Movie Date?
Suasana di tempat bertuliskan angka romawi XXI itu cukup ramai hari ini, sebab katanya ada beberapa film terbaru yang sedang tayang, sehingga banyak sekali orang berdatangab termasuk Zeya dan Deva.
Zeya menyeruput soda miliknya yang tadi ia beli, dan di hadapannya ada Deva juga yang tengah memainkan ponsel sambil memakan pop corn.
“Jam berapa mulai?” Tanya Zeya pada Deva.

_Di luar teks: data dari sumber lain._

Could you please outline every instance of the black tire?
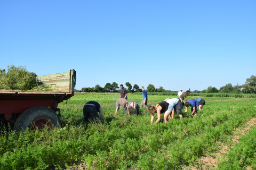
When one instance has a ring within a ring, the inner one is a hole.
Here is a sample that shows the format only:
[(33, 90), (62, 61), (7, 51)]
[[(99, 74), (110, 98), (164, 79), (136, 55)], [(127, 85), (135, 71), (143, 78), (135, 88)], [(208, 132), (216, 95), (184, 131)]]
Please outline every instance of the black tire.
[(85, 104), (83, 108), (83, 113), (85, 122), (88, 121), (90, 117), (92, 117), (93, 121), (100, 118), (96, 108), (92, 105)]
[(24, 111), (18, 118), (13, 126), (14, 130), (32, 130), (36, 129), (60, 127), (61, 122), (56, 113), (44, 106), (33, 107)]

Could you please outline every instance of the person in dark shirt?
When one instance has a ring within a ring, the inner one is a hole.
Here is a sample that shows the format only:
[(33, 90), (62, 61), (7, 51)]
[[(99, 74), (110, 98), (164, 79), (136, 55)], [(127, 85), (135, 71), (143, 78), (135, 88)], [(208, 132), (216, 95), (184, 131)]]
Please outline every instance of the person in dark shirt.
[(124, 88), (123, 84), (120, 85), (120, 90), (119, 92), (120, 93), (120, 98), (124, 98), (127, 100), (127, 91), (126, 89)]
[[(170, 105), (171, 106), (171, 105)], [(153, 123), (155, 113), (157, 113), (157, 120), (155, 122), (158, 122), (161, 118), (161, 114), (164, 113), (165, 114), (167, 112), (171, 113), (172, 112), (172, 108), (169, 107), (169, 104), (166, 101), (162, 101), (157, 104), (155, 106), (148, 106), (147, 109), (148, 112), (151, 113), (151, 123)], [(171, 109), (172, 110), (171, 110)], [(166, 113), (167, 114), (167, 113)], [(169, 113), (170, 114), (170, 113)]]
[(144, 106), (146, 108), (148, 107), (148, 92), (144, 88), (144, 86), (141, 86), (141, 90), (142, 90), (142, 101), (140, 103), (140, 106)]
[(184, 114), (184, 117), (185, 117), (187, 112), (188, 111), (188, 107), (191, 106), (191, 114), (190, 117), (193, 117), (193, 115), (196, 115), (196, 113), (198, 112), (198, 107), (199, 107), (199, 102), (196, 99), (190, 99), (188, 100), (186, 103), (185, 103), (185, 113)]
[(83, 113), (85, 122), (88, 121), (90, 117), (92, 117), (93, 121), (99, 119), (103, 120), (102, 108), (99, 103), (96, 101), (90, 101), (86, 103), (83, 108)]
[(131, 112), (132, 110), (134, 110), (135, 113), (136, 115), (140, 114), (140, 111), (139, 109), (139, 105), (137, 102), (128, 102), (126, 103), (127, 107), (127, 113), (129, 115), (130, 115)]
[(199, 110), (203, 110), (203, 107), (205, 105), (205, 100), (201, 98), (196, 98), (196, 100), (199, 102)]
[(120, 107), (121, 107), (122, 110), (123, 111), (124, 109), (126, 108), (126, 104), (128, 103), (128, 101), (126, 99), (123, 98), (119, 98), (116, 100), (116, 115), (117, 114), (117, 111), (118, 110)]

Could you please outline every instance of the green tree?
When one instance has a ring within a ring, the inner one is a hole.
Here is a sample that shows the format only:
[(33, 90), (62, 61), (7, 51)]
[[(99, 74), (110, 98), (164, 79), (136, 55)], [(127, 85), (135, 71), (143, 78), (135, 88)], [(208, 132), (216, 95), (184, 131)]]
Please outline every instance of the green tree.
[(204, 94), (207, 94), (208, 92), (208, 90), (204, 89), (203, 90), (203, 91), (202, 91), (202, 92)]
[(140, 91), (140, 87), (137, 84), (133, 85), (133, 90), (134, 91)]
[(149, 84), (147, 88), (147, 90), (148, 92), (155, 92), (156, 91), (156, 88), (154, 85)]
[(235, 94), (241, 94), (242, 93), (242, 86), (239, 86), (238, 83), (236, 84), (236, 86), (234, 87), (234, 91), (233, 92)]
[(226, 84), (220, 88), (220, 92), (222, 94), (231, 94), (234, 91), (234, 88), (231, 83)]
[(165, 90), (164, 90), (164, 89), (163, 88), (163, 87), (160, 86), (159, 87), (159, 88), (156, 89), (156, 91), (157, 92), (164, 92), (165, 91)]
[(199, 94), (199, 93), (200, 93), (200, 91), (199, 90), (195, 90), (193, 91), (193, 92)]
[(104, 89), (100, 87), (100, 85), (97, 84), (94, 87), (94, 91), (96, 92), (103, 92), (104, 91)]
[(126, 86), (128, 88), (128, 91), (131, 91), (132, 89), (132, 85), (129, 82), (126, 82), (126, 83), (125, 83), (125, 86)]
[(82, 91), (86, 92), (94, 92), (94, 88), (83, 87), (82, 88)]
[(29, 72), (25, 66), (7, 66), (7, 70), (1, 70), (0, 90), (29, 90), (37, 86), (36, 74)]
[(243, 91), (245, 93), (256, 94), (256, 76), (251, 76), (251, 78), (246, 79), (245, 84), (242, 85)]
[(212, 87), (209, 86), (207, 88), (208, 92), (218, 92), (219, 90), (218, 90), (215, 87)]
[(110, 83), (106, 83), (105, 86), (104, 86), (104, 91), (105, 92), (110, 92), (112, 90), (112, 85)]
[(117, 90), (116, 90), (116, 89), (118, 89), (119, 88), (118, 87), (118, 84), (117, 84), (117, 83), (116, 83), (115, 82), (113, 82), (112, 83), (112, 84), (111, 85), (111, 91), (112, 92), (117, 92)]

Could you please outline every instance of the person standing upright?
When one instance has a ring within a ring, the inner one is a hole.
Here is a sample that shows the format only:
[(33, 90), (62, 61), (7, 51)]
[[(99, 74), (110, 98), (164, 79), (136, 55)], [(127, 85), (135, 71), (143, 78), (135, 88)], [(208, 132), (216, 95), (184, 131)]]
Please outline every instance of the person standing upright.
[(148, 92), (144, 88), (144, 86), (141, 86), (141, 90), (142, 90), (142, 101), (140, 104), (140, 106), (144, 106), (146, 108), (148, 108)]
[(126, 89), (124, 88), (124, 86), (122, 84), (120, 85), (119, 92), (120, 93), (120, 98), (124, 98), (127, 100), (127, 91)]
[(180, 91), (178, 93), (178, 97), (180, 97), (180, 96), (182, 94), (182, 89), (180, 89)]

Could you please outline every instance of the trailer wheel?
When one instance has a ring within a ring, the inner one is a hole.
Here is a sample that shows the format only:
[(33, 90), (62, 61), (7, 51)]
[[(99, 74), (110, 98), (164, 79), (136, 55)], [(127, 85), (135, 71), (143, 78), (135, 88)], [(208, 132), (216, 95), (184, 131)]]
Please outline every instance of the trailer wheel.
[(30, 130), (60, 126), (60, 120), (56, 113), (44, 106), (36, 106), (24, 111), (14, 123), (14, 130)]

“Lima be—“ belum sempat Deva menyelesaikan kalimatnya, suara pengumuman perihal pintu teater yang sudah dibuka terdengar. Membuat orang-orang termasuk Zeya dan Deva langsung beranjak memasuki studio yang tertera di dalam tiket mereka.
Zeya dan Deva duduk di barisan kursi C di atas. Ramai sekali orang di dalam sana. Namun untungnya tempat yang mereka dapatnya cukup kosong, sehingga Zeya dan Deva cukup leluasa.
Jujur saja, Zeya merasa sangat canggung, jantungnya bahkan berdegup tak karuan. Zeya benar-benar menyukai Deva.
Walau dari luar Zeya terlihat dingin dan cuek, tapi dalam hati ia benar-benar merasa takut. Takut jika ia tidak disukai oleh Deva.
“Kata si Bima ini film seru sih,” ucap Deva tiba-tiba ketika menit pertama film dimulai.
“Gue jarang nonton sih sebenernya, Dev,” balas Zeya membuat Deva menoleh dan terkekeh.
“Gapapa gue juga kok.”
Demi apapun, di sana gelap, tetapi Zeya bisa melihat jelas sorot mata Deva.
Jantung Zeya kembali berdegup tidak karuan. Bahkan berkali-kali ia membatin agar dirinya bisa mengontrol ekspresi wajahnya yang sepertinya memerah.
Hening, mereka berdua fokus menyaksikan film. Di tengah-tengah mereka ada pop corn berukuran sedang.
“Lo terakhir nonton kapan, Dev?” Tanya Zeya berbisik.
“Lupa gue,” jawab Deva terkekeh.
Deva fokus menyaksikan film itu, terkadang ia angkat bicara ketika merasa aneh dengan adegan film yang tengah ia tonton. Membuat Zeya diam-dian tersenyum.
Dalam kegelapan itu, sesekali mata Zeya tak henti melirik Deva yang tengah fokus menonton.
Zeya benar-benar menyukai Deva.
“Anjir!” ucap Deva pelan ketika ia merasa terkejut dengan beberapa adegan.
Zeya hanya tekekeh pelan dan berusaha mengontrol rait wajahnya.
“Diem jangan berisik!” tegur Zeya membuat Deva terkekeh pelan.
“Ya maaf.”
“Wah ini kalo gue jadi nonton sama Sena kayaknya gue bakal nyesel anjir milih film ini,” ucap Deva dengan mata yang fokus menatap film sambil memakan pop corn dengan lahap.
Jantung Zeya terasa mencelos ketika mendengar ucapan Deva.
Zeya menoleh pada Deva.
Entah Deva sadar atau tidak dengan ucapannya, tetapi lelaki itu malah terus asik menyaksikan film tanpa tahu jika sekarang Zeya tengah menahan sesak.
”Jadi awalnya mau nonton sama Sena?” Zeya membatin.
“Dev …,” ucap Zeya pelan.
“Hmm?” balas Deva tanpa menoleh.
“Gue ke toilet dulu, ya.”
Mendengar itu Deva menoleh dan mengangguk. “Oke Zey.”
Lantas setelah itu Zeya pergi dari sana meninggalkan Deva. Dan Zeya menangis di dalam toilet sendirian.
Zeya pikir, hari ini merupakan haru bahagia untuk Zeya. Tapi ternyata salah, semuanya salah. Bahkan ekspektasi Zeya sebelumnya pun salah.
“Kenapa gue selalu dijadiin opsi kedua terus, ya? Haha,” gumam Zeya sambil mengusap air matanya.